Silo est le nom de plume de Mario Luis Rodriguez Cobos, un auteur, penseur et guide spirituel des 20ème et 21ème siècles, né en Amérique du Sud. Son histoire devrait intéresser toute personne qui s’intéresse à des questions telles que pourquoi nous sommes ici, comment mettre fin à la violence, la vie se termine-t-elle avec la mort ?

C’était un homme absolument ordinaire, né en 1938 à Mendoza en Argentine. Il a repris l’exploitation agricole familiale alors qui’l était très jeune, épousé une jeune fille de son quartier, élevé deux fils et écrit des livres pendant son temps libre. Il était connu de ses voisins comme un père de famille, une personne gentille et amicale dotée d’un grand sens de l’humour et adorant la crème glacée aux fraises. Il est mort chez loi en 2010, entouré par ses amis et par sa famille, ayant passé toute sa vie dans la même petite ville de province.

Mais Silo était aussi un grand voyageur, un être humain remarquable, un auteur, penseur, poète et mystique mondialement connu. Beaucoup le considèrent comme l’un des plus importants guides spirituels de notre temps.

Son vaste héritage comprend :

  • Quinze livres principaux traduits dans plus de 20 langues, ainsi que de nombreuses causeries et des œuvres plus courtes dans une multitude de genres
  • La communauté du Message de Silo, un courant spirituel mondial oeuvrant pour la paix et la non-violence, inspirée par sa dernière œuvre majeure, Le Message de Silo
  • Le Mouvement Humaniste, mouvement mondial de militants pour la transformation sociale et personnelle par la non-violence active
  • L’Ecole de Silo, consacrée à la préservation et au développement de la connaissance humaine essentielle
  • Le réseau mondial des « Parcs d’études et de réflexion », refuges de paix et de non-violence sur les cinq continents, ouverts aux êtres humains quels que soient leur passé et leurs croyances.

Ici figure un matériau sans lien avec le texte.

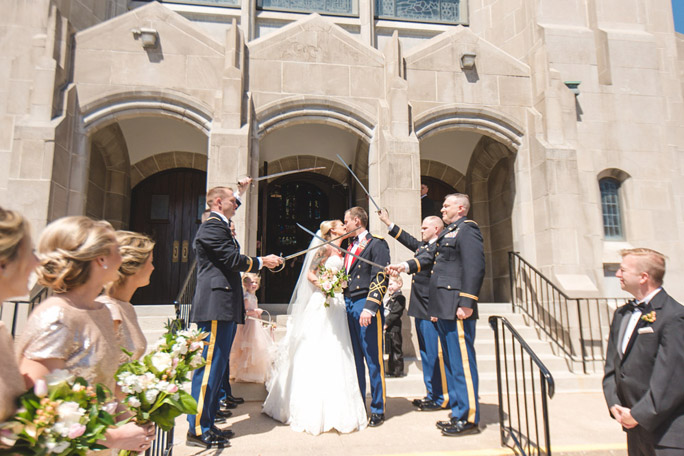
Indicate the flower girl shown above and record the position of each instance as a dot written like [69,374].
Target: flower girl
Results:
[252,353]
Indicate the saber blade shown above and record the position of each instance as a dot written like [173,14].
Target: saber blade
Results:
[359,182]
[285,173]
[346,252]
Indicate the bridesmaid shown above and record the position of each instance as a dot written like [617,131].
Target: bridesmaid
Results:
[17,261]
[71,330]
[136,268]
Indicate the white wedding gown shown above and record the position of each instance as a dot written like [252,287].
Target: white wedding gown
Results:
[313,386]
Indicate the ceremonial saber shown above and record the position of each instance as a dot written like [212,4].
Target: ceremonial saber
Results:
[285,173]
[269,323]
[302,252]
[359,181]
[346,252]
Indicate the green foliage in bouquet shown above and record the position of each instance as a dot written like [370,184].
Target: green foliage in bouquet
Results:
[61,416]
[154,384]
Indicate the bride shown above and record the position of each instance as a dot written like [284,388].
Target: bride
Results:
[313,386]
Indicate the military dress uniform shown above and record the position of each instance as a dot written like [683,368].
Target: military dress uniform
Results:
[217,307]
[365,289]
[394,308]
[458,269]
[431,354]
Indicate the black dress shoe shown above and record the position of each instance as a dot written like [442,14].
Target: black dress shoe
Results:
[236,400]
[224,404]
[429,406]
[446,423]
[225,433]
[207,440]
[376,419]
[461,428]
[223,413]
[416,402]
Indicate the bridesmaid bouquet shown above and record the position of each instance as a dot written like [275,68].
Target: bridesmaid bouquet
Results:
[62,415]
[331,281]
[154,384]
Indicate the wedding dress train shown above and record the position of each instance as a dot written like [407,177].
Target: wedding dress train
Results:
[313,386]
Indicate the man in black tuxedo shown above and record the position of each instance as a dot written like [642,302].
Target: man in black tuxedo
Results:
[431,353]
[217,307]
[645,359]
[458,269]
[366,287]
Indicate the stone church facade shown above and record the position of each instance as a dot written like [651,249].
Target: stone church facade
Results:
[562,119]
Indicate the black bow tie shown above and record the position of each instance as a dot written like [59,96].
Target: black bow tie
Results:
[633,305]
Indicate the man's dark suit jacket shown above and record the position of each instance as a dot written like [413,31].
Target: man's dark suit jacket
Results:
[219,286]
[420,286]
[649,377]
[366,280]
[458,269]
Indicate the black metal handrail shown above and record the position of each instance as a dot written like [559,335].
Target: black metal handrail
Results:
[522,426]
[22,308]
[183,301]
[577,326]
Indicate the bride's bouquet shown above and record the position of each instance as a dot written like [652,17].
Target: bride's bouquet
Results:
[331,281]
[61,415]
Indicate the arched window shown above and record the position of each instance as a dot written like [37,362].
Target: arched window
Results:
[610,204]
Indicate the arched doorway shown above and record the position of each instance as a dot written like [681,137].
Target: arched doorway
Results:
[168,206]
[305,198]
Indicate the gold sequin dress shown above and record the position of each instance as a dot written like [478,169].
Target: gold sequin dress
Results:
[129,334]
[11,381]
[83,338]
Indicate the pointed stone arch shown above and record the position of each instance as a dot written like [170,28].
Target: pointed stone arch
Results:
[309,109]
[490,184]
[479,120]
[124,105]
[108,194]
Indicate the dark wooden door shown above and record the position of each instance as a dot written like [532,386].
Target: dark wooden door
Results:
[168,207]
[307,199]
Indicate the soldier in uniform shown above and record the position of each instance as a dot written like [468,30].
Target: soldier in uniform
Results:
[363,297]
[458,269]
[431,354]
[217,307]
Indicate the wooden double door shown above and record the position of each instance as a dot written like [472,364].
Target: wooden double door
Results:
[168,207]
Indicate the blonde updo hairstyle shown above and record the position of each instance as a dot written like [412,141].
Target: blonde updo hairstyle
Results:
[67,248]
[326,226]
[14,228]
[135,249]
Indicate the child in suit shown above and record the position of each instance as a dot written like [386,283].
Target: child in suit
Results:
[251,355]
[394,304]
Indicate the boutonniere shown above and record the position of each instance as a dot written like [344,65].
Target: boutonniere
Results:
[649,317]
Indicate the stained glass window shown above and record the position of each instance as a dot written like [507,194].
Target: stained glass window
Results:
[420,10]
[610,204]
[341,7]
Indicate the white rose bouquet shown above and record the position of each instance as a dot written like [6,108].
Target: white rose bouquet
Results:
[154,384]
[331,281]
[61,415]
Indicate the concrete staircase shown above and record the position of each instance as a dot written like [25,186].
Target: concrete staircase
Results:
[153,318]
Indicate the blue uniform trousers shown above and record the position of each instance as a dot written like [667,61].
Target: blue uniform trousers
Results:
[225,386]
[432,360]
[458,338]
[368,344]
[206,381]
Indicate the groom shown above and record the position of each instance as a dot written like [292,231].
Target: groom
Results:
[363,297]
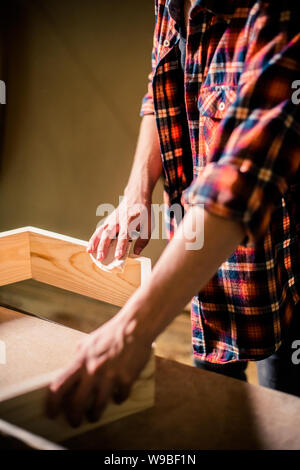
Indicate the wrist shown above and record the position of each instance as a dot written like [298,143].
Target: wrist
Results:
[136,320]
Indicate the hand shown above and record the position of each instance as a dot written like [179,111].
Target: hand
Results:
[133,212]
[106,365]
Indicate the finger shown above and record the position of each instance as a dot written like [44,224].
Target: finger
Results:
[59,388]
[94,240]
[107,235]
[79,400]
[101,399]
[140,244]
[122,245]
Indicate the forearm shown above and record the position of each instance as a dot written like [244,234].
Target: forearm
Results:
[147,165]
[180,273]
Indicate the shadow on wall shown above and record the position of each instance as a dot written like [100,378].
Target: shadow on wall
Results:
[76,73]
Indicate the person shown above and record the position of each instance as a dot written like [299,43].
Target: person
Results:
[220,119]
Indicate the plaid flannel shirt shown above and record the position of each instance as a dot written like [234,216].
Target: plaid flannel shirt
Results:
[236,150]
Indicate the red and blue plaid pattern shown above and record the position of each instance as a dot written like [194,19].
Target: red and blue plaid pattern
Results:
[241,160]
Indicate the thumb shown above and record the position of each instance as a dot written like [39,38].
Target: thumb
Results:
[140,245]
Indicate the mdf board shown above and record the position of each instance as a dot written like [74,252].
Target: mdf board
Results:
[37,349]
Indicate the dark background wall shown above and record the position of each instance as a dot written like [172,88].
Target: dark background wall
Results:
[75,72]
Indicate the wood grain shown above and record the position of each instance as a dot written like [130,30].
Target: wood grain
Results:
[63,262]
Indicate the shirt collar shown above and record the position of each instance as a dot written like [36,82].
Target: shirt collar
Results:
[218,7]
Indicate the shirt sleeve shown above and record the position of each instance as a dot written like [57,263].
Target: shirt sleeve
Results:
[147,102]
[256,152]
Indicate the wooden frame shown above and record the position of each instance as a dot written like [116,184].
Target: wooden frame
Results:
[45,347]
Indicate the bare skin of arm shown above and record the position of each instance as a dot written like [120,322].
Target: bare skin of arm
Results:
[111,358]
[146,170]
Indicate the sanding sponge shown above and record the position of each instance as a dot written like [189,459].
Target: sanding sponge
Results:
[110,263]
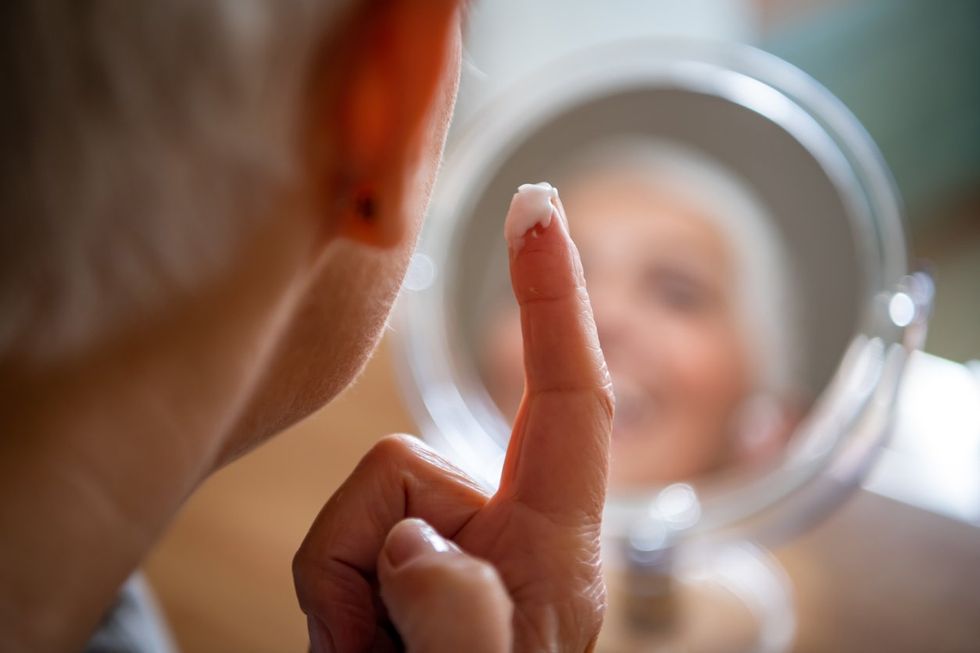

Pourquoi Silo est-il aussi appelé « le sage des Andes » ?

J’ai trouvé pour la première fois l’expression « sage des Andes » dans le documentaire de Daniel Zuckerbrot portant ce titre. L’expression est choisie – durant toute sa vie, depuis son enfance, les Andes furent un important centre de gravité spirituel pour Silo. En 1969, il a prononcé son premier discours public à Punta de Vacas, un lieu isolé près du mont Aconcagua, qui allait devenir des années plus tard  le Parc d’études et de réflexion de Punta de Vacas. C’est là que Silo travaillait  avec les membres de son Ecole dans ce nouveau millénaire, et ce, presque jusqu’à sa mort en 2010.

Vous avez déclaré que la rencontre avec le Mouvement Humaniste vous a aidé à trouver votre propre voie pour sortir de la souffrance. Qu’est-ce qui a changé pour vous quand cela s’est produit ?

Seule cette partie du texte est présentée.